Brian MacCabe

Personal information
- Nationality: British (English)
- Born: 9 January 1914 Willesden, England
- Died: 31 October 1992 (aged 78) Beaconsfield, England

Sport
- Sport: Athletics
- Event: 800m/880y
- Club: L.A.C.

Medal record
Men's Athletics
Representing England
British Empire Games
| Silver medal – second place | 1938 Sydney | 4×440 yd |

= Brian MacCabe =

English athlete (1914–1992)

Brian Farmer MacCabe (9 January 1914 - 31 October 1992) was an English athlete who competed for Great Britain in the 1936 Summer Olympics.

== Biography ==
MacCabe born in Willesden, finished ninth in the 800 metres event at the 1936 Olympic Games in Berlin.

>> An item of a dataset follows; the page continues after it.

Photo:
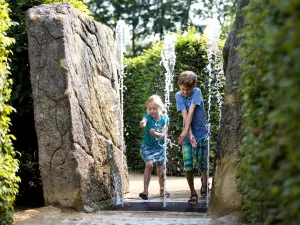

At the 1938 Empire Games he was a member of the English relay team which won the silver medal in the 4×440 yards competition. In the 880 yards contest he finished sixth and in the 440 yards event he was eliminated in the heats. Later that Summer he finished third behind Arthur Collyer in the 880 yards event at the 1938 AAA Championships.

MacCabe served in the Royal Tank Regiment during the Second World War and was awarded a Military Cross and bar for service in North Africa.

After the War he rose rapidly in the field of advertising, becoming the youngest ever recipient of the Mackintosh Medal for services to advertising. He died in Beaconsfield.